The default sort puts fuzzy pairs first (highest AI value), then larger clusters, then larger total span — useful with --max-clusters and when interrupting a long run.

6.8.6. Output schema 

find_dupe_verdicts.json — top-level fields:

Field	Type	Description
`schema_version`	int	bumps on schema changes
`model`	string	resolved model id
`summary`	object	totals + token usage
`verdicts`	array	one `VerdictRow` per cluster

Each VerdictRow carries cluster_id, kind (exact/fuzzy), similarity (for fuzzy), members (with file/line/end_line), verdict (real/partial/false_positive/skipped/error), groups (the partition), false_positives (indices), reason, and per-call token usage.

find_dupe_verdicts.md — human-readable, per-cluster sections with verdict tag, reason, member list, partition, and the original source (collapsed under <details>).

6.8.7. MCP integration 

The MCP Server — AI Tool Integration server exposes two tools that wrap this CLI. Both shell out to daslang utils/find-dupe/main.das — the anthropic/anthropic dependency is fetched by daspkg at runtime, so in-process require would force every MCP user to install daspkg packages they may never use. When the subprocess fails because the package isn’t installed, the tool surfaces a structured “anthropic daspkg not installed” error with the exact install command.

Tool	Purpose
`judge_duplicates`	Take a detect-dupe JSON report and return the verdict envelope. Parameters: `input` (required), `out`, `model`, `max_clusters`, `positives_only`, `dry_run`.
`find_dupe`	Convenience: run detect-dupe against `paths` and judge the resulting clusters in a single call.
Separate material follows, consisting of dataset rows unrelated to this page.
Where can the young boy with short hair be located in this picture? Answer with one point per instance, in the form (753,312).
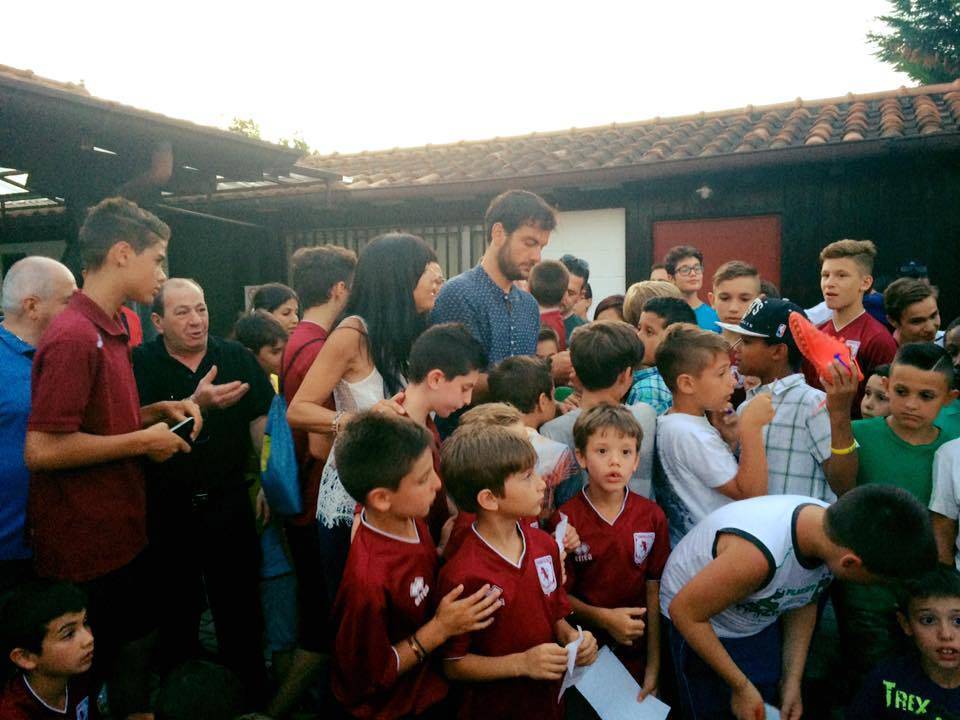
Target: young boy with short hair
(45,636)
(613,575)
(657,315)
(807,442)
(876,402)
(697,471)
(740,591)
(526,383)
(911,307)
(685,267)
(511,668)
(548,284)
(604,354)
(846,274)
(925,682)
(386,618)
(895,450)
(263,335)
Parameters: `paths` (required), `out`, `model`, `threshold`, `max_clusters`, `dry_run`.

The MCP layer hardcodes parallel=8 and min_lines=6 (sensible defaults for an interactive tool); use the CLI directly if you need to tune those.

Both tools accept dry_run=true to estimate cluster count and token cost without making any API calls — the safe default for “is this worth running?” probes.

6.8.8. Pricing 

Approximate, as of 2026-04:

Model	Input ($/MTok)	Output ($/MTok)
Haiku 4.5	1.00	5.00
Sonnet 4.6	3.00	15.00

A typical cluster (3-4 functions, 50 lines total) consumes ~1 KTok in + 0.3 KTok out → ~$0.0025 on Haiku. Use --dry-run first if a run looks large.

6.8.9. Implementation 

File	Role
`main.das`	CLI (`daslib/clargs`), pipeline orchestration, parallel fan-out via `daslib/jobque_boost`
`cluster_input.das`	detect-dupe JSON shadow structs + `read_input_report`
`source_extract.das`	`FileCache` + `extract_source(path, start_line, end_line)` for pulling function bodies from disk
`judge.das`	`Verdict` shape, `parse_verdict`, `classify_verdict`, prompt formatter, JSON-Schema for the `report_verdict` tool
`judge_live.das`	`live_judge` — the actual Anthropic API call. Imports `anthropic/anthropic` (daspkg).
`report.das`	`OutputReport` shape, JSON + Markdown writers
`tests/test_find_dupe.das`	dastest suite (hermetic; no API calls)

6.8.10. See also 

detect-dupe — Cross-file similar-function detector — the cluster-producing pipeline whose JSON find_dupe consumes.
MCP Server — AI Tool Integration — the MCP server that wraps both tools.
daspkg — Package Manager — the package manager that fetches das-claude.